Pre-paid mortgage interest

Discount points, also called mortgage points or simply points, are a form of pre-paid interest available in the United States when arranging a mortgage. One point equals one percent of the loan amount. By charging a borrower points, a lender effectively increases the yield on the loan above the amount of the stated interest rate. Borrowers can offer to pay a lender points as a method to reduce the interest rate on the loan, thus obtaining a lower monthly payment in exchange for this up-front payment. For each point purchased, the loan rate is typically reduced by anywhere from 1/8% (0.125%) to 1/4% (0.25%).

Selling the property or refinancing prior to this break-even point will result in a net financial loss for the buyer while keeping the loan for longer than this break-even point will result in a net financial savings for the buyer. Accordingly, if the intention is to buy and sell the property or refinance, paying points will cost more than just paying the higher interest rate.

Points may also be purchased to reduce the monthly payment for the purpose of qualifying for a loan. Loan qualification based on monthly income versus the monthly loan payment may sometimes only be achievable by reducing the monthly payment through the purchasing of points to buy down the interest rate, thereby reducing the monthly loan payment.

Discount points may be different from an origination fee, mortgage arrangement fee, or broker fee.

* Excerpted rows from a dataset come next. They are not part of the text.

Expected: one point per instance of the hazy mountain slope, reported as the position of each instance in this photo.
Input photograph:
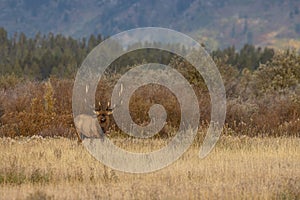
(215, 22)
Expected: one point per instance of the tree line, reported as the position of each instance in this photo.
(43, 56)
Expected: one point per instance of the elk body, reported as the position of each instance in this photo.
(86, 125)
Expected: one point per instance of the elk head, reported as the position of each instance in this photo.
(103, 114)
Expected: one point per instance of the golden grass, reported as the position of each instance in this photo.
(238, 168)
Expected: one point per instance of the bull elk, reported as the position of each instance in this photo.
(86, 125)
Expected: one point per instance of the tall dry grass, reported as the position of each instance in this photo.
(238, 168)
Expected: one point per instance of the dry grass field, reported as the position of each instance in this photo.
(238, 168)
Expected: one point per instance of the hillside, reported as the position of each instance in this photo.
(216, 23)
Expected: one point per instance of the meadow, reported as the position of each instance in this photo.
(240, 167)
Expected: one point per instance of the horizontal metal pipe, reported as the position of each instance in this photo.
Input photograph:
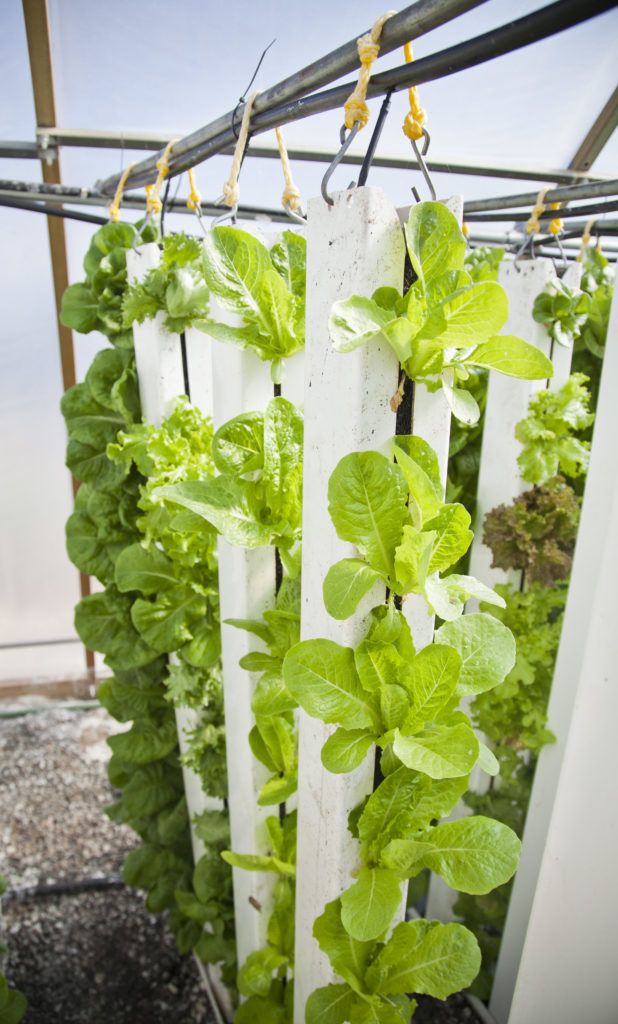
(134, 140)
(580, 211)
(529, 29)
(47, 204)
(408, 24)
(589, 189)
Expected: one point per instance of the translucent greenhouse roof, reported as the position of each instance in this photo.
(162, 69)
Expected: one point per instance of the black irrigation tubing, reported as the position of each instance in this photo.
(408, 24)
(40, 709)
(530, 29)
(70, 887)
(581, 211)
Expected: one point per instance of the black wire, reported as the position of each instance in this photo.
(243, 97)
(51, 211)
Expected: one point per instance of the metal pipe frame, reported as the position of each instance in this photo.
(56, 137)
(216, 136)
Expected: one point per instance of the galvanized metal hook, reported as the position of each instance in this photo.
(345, 143)
(420, 154)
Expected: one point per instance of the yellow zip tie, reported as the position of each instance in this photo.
(537, 210)
(194, 200)
(231, 190)
(585, 238)
(416, 117)
(115, 208)
(368, 48)
(292, 195)
(153, 204)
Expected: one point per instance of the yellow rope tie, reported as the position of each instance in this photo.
(585, 238)
(556, 224)
(115, 208)
(194, 200)
(537, 210)
(368, 48)
(231, 190)
(292, 195)
(416, 117)
(153, 204)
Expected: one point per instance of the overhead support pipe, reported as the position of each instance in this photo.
(589, 189)
(408, 24)
(216, 136)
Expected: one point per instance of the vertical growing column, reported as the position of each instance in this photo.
(354, 246)
(508, 398)
(562, 924)
(247, 588)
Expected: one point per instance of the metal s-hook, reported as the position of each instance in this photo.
(345, 143)
(420, 154)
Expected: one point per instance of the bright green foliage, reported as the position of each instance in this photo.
(155, 601)
(265, 289)
(273, 737)
(383, 692)
(256, 500)
(176, 287)
(563, 310)
(405, 532)
(446, 323)
(96, 303)
(536, 532)
(548, 434)
(482, 262)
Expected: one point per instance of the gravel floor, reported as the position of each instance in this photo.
(95, 956)
(92, 957)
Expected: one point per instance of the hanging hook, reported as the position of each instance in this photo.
(420, 154)
(229, 214)
(345, 143)
(366, 164)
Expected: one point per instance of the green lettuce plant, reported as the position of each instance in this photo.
(385, 693)
(176, 287)
(548, 434)
(445, 324)
(265, 290)
(256, 499)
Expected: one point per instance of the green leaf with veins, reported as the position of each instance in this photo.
(367, 907)
(346, 584)
(321, 676)
(366, 502)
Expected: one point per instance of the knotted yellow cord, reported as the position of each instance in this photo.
(153, 204)
(115, 208)
(291, 195)
(194, 200)
(368, 48)
(556, 224)
(585, 238)
(537, 210)
(231, 190)
(416, 117)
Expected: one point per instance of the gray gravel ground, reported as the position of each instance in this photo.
(93, 957)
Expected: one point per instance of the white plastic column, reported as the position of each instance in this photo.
(354, 246)
(562, 921)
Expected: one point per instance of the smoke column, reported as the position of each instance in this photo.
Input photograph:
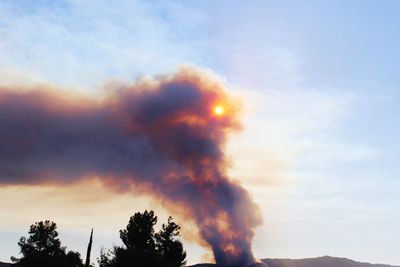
(161, 136)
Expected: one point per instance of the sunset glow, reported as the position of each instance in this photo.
(219, 110)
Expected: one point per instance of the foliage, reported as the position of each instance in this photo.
(145, 248)
(43, 248)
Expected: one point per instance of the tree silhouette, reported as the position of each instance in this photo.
(43, 248)
(145, 248)
(169, 246)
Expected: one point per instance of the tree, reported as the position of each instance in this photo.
(145, 248)
(43, 248)
(169, 246)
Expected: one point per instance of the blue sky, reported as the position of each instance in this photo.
(320, 86)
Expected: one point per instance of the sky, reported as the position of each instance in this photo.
(319, 86)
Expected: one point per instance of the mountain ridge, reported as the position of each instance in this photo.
(324, 261)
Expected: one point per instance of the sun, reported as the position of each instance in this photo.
(219, 110)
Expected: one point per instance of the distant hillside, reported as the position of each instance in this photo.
(312, 262)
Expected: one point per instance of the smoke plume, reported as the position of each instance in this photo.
(163, 136)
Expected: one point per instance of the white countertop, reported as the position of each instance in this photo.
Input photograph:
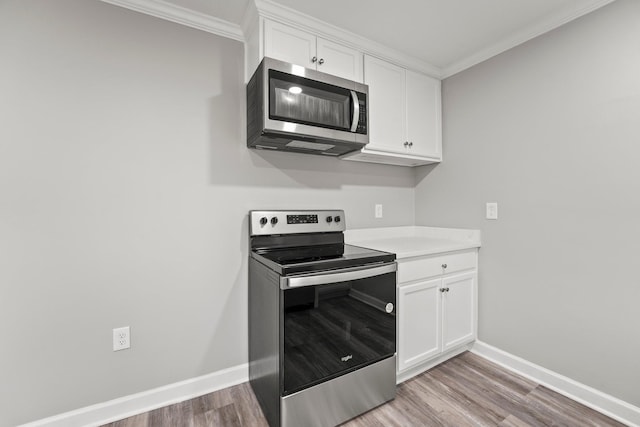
(413, 241)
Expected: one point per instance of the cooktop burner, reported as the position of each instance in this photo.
(306, 260)
(298, 242)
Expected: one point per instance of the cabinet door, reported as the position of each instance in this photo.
(424, 122)
(339, 60)
(387, 116)
(289, 44)
(459, 310)
(418, 322)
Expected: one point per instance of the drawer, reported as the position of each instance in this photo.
(420, 268)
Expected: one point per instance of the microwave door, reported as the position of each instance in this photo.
(297, 100)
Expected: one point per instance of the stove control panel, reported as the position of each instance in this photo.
(291, 222)
(302, 219)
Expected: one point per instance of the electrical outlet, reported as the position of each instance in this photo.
(121, 338)
(378, 212)
(492, 210)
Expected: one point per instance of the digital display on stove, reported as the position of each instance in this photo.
(302, 219)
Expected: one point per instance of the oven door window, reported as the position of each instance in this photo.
(330, 330)
(299, 100)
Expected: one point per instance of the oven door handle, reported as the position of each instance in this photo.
(342, 275)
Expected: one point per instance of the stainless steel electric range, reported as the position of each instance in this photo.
(322, 320)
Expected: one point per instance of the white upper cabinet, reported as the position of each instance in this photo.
(424, 121)
(289, 44)
(387, 106)
(339, 60)
(404, 116)
(301, 48)
(404, 105)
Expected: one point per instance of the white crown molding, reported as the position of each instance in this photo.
(521, 37)
(301, 21)
(606, 404)
(184, 16)
(124, 407)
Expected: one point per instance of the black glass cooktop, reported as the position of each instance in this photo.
(299, 260)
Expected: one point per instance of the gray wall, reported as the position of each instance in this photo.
(125, 183)
(551, 131)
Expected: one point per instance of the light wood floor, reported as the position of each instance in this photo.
(464, 391)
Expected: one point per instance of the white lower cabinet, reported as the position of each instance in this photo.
(436, 312)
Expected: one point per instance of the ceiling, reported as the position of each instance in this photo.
(450, 35)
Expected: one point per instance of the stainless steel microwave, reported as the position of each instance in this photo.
(292, 108)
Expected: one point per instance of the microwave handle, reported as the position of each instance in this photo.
(356, 110)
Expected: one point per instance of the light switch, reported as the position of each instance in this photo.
(492, 210)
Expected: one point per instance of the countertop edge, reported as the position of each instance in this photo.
(415, 241)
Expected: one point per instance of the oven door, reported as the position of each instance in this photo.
(335, 323)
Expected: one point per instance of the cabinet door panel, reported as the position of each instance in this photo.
(459, 310)
(418, 322)
(289, 44)
(423, 115)
(386, 105)
(339, 60)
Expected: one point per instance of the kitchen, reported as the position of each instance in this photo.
(127, 182)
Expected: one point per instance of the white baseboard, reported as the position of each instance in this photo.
(123, 407)
(613, 407)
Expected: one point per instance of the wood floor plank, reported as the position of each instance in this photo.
(464, 391)
(569, 412)
(513, 421)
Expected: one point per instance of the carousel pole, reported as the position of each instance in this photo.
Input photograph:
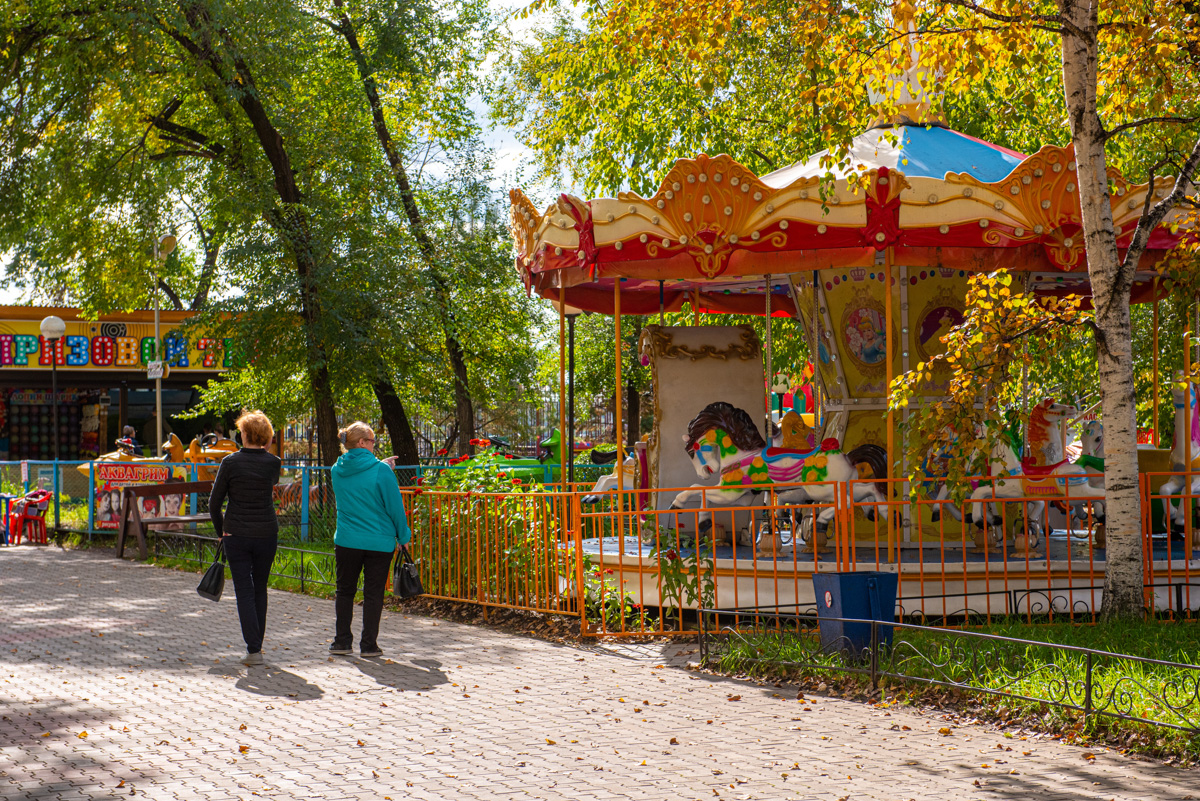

Discount points are always used to buy down the interest rate, while origination fees are sometimes administrative fees the lender charges for the loan, or sometimes just another term for buying down the rate. Origination fees and discount points are both listed under lender charges on the Closing Disclosure (which replaced the HUD-1 Settlement Statement for most U.S. mortgages in 2015).

The difference in savings over the life of the loan can make paying points a benefit to the borrower. Any significant changes in fees must be re-disclosed in a revised Loan Estimate (which replaced the good faith estimate or GFE in 2015).

Also directly related to points is the concept of the 'no closing cost loan', in which the consumer accepts a higher interest rate in return for the lender paying the loan's closing costs up front. In some cases, a purchaser can negotiate with the seller to get them to pay seller's points which can be used to pay mortgage points.

== Service release premium ==

A service release premium (SRP) is the payment received by a lending institution, such as a bank or retail mortgage lender, on the sale of a closed mortgage loan to the secondary mortgage market. The secondary mortgage market purchaser is typically a Wall Street investment bank, Fannie Mae, Freddie Mac, or Ginnie Mae, as the first step in the creation of a mortgage-backed security (MBS). Today, virtually all mortgages closed are purchased by the US government through the GSE Mortgage Backed Securities Purchase Program.

The amount of SRP paid is based on the market value of the mortgage note, influenced by several key variables, such as interest rate, loan type, margin (for ARM loans), and the inclusion or exclusion of other items such as prepayment penalties. Also considered are the loan's LTV (loan to value), the borrower's credit score, the presence of private mortgage insurance (PMI), pre-payment risk of the borrower and other factors beyond the scope of this article.

Since servicing was brought on balance sheet by all lenders there has been consolidation in the servicing market because many servicers believed that they could cross sell their products through servicing portfolios. While this strategy hasn't been as profitable as many would have thought it has worked well for some. These servicers therefore paid a premium for servicing compared to its present value.